先ず、図1〜図10を用いて本発明に係る記録材判別装置を備えた画像形成装置の第1実施形態の構成について説明する。尚、図1に示す画像形成装置9は、各ステーション毎にイエローY、マゼンタM、シアンC、ブラックBkに対応する画像形成ユニットが設けられている。尚、説明の都合上、像担持体となる感光ドラム1Y,1M,1C,1Bkを感光ドラム1で代表して説明する場合もある。他の各画像形成ユニットを構成する部品も同様に説明する。
<画像形成装置>
先ず、図1を用いて、本実施形態の画像形成装置9の構成について説明する。図1は中間転写ベルト24を採用したタンデム方式のカラー画像形成装置9を示す。図1に示す記録材判別装置50は、例えば、電子写真方式のカラー画像形成装置9で用いられる。

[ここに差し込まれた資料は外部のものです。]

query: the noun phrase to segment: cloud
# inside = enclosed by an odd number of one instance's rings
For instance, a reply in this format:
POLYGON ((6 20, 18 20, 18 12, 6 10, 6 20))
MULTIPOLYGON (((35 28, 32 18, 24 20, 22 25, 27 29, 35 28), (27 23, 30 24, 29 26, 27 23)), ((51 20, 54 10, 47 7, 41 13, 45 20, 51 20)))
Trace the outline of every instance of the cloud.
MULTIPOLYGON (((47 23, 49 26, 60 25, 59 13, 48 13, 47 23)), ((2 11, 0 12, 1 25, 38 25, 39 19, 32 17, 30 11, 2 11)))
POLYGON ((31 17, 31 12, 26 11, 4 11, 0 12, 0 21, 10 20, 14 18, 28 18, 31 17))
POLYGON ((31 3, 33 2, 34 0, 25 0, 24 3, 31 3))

画像形成部は、記録材給送部15、各色のステーション毎の感光体からなる感光ドラム1Y,1M,1C,1Bk、一次帯電手段としての帯電ローラ2Y,2M,2C,2Bkを有する。更に、露光スキャナ部11Y,11M,11C,11Bk、現像手段としての現像装置8Y,8M,8C,8Bkを有する。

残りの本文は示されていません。